A new northern Arizona co-op is hoping to give residents and local businesses the opportunity to install solar panels at a reduced cost.
Partnering with the cities of Flagstaff and Sedona and Coconino County, the program is the sixth in the state so far run by Solar United Neighbors.
The co-op is free to join and so far has about 120 members. Bret Fanshaw, Arizona Program Director for SUN, said he expects that number to reach nearly 150 by the time the co-op closes at the end of March.
After that, Fanshaw said in his experience, about 40% of those who sign up decide to go forward with the installation of solar panels.
Fanshaw said by organizing residents and soliciting a local company to install solar panels in one bulk contract, they are able to substantially reduce the cost for each individual member.
“It varies by market and by co-op, but on average we see around a 15% reduction in base price for solar co-op members,” Fanshaw said.
The co-op will solicit proposals from local solar installers and then make the decision themselves of which company to go through, he said.
Indeed, a group of about 20 members met over Zoom last week to decide on the company, although Fanshaw said he was not yet able to announce the installer they plan to use as they have not yet signed the contract.
After this co-op, Fanshaw said he hopes they can continue to run solar co-ops in northern Arizona on an annual basis.
Of the six co-ops SUN has run since it began operating in Arizona in 2019, the majority have been in the Phoenix metro area, but co-ops have also been run in Tucson and the little town of Portal.
And Fanshaw said they often organize co-ops at the urging of local residents.
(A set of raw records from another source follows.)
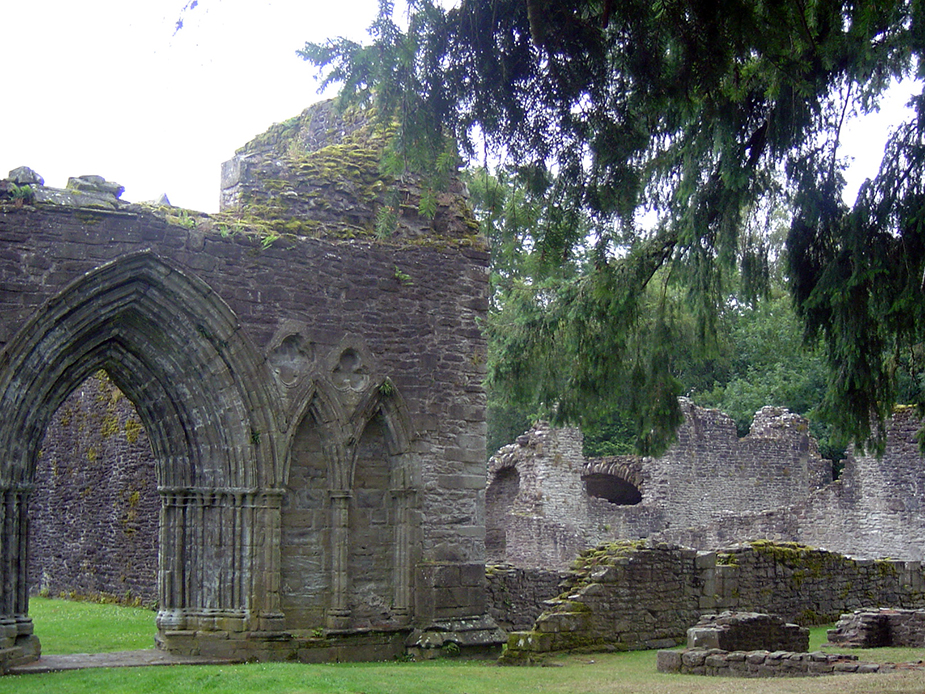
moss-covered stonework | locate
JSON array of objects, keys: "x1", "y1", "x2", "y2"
[
  {"x1": 502, "y1": 542, "x2": 925, "y2": 663},
  {"x1": 29, "y1": 372, "x2": 161, "y2": 606},
  {"x1": 0, "y1": 100, "x2": 503, "y2": 660},
  {"x1": 222, "y1": 101, "x2": 482, "y2": 244}
]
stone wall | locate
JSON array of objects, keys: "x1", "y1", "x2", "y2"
[
  {"x1": 485, "y1": 564, "x2": 564, "y2": 631},
  {"x1": 687, "y1": 611, "x2": 809, "y2": 652},
  {"x1": 486, "y1": 402, "x2": 925, "y2": 568},
  {"x1": 486, "y1": 400, "x2": 831, "y2": 569},
  {"x1": 505, "y1": 542, "x2": 925, "y2": 662},
  {"x1": 656, "y1": 648, "x2": 892, "y2": 677},
  {"x1": 0, "y1": 98, "x2": 501, "y2": 658},
  {"x1": 29, "y1": 372, "x2": 160, "y2": 605},
  {"x1": 828, "y1": 609, "x2": 925, "y2": 648}
]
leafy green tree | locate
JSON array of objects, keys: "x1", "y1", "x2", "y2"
[{"x1": 302, "y1": 0, "x2": 925, "y2": 449}]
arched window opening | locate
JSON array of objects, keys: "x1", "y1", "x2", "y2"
[
  {"x1": 485, "y1": 467, "x2": 520, "y2": 561},
  {"x1": 582, "y1": 472, "x2": 642, "y2": 506}
]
This time, they were encouraged to expand into northern Arizona by someone they had already worked with on a co-op in Phoenix. That individual owned a second home in Flagstaff and wanted to get panels on that structure as well, Fanshaw said.
“In some ways, this is how these things happen. We get contacted by someone who is really excited about helping -- you know, they want to go solar and they want to get a bunch of their neighbors to go solar,” Fanshaw said. “We work with actually a lot of cities and municipal governments who know that this is important, but don't have a program to really help bring rooftop solar, just because it's such an individual thing usually.”
The program comes as the City of Flagstaff continues implementation of its climate change action and adaptation plan. Among the many policies outlined in the plan is widespread electrification of homes and businesses across the city, reducing the city's dependence on natural gas.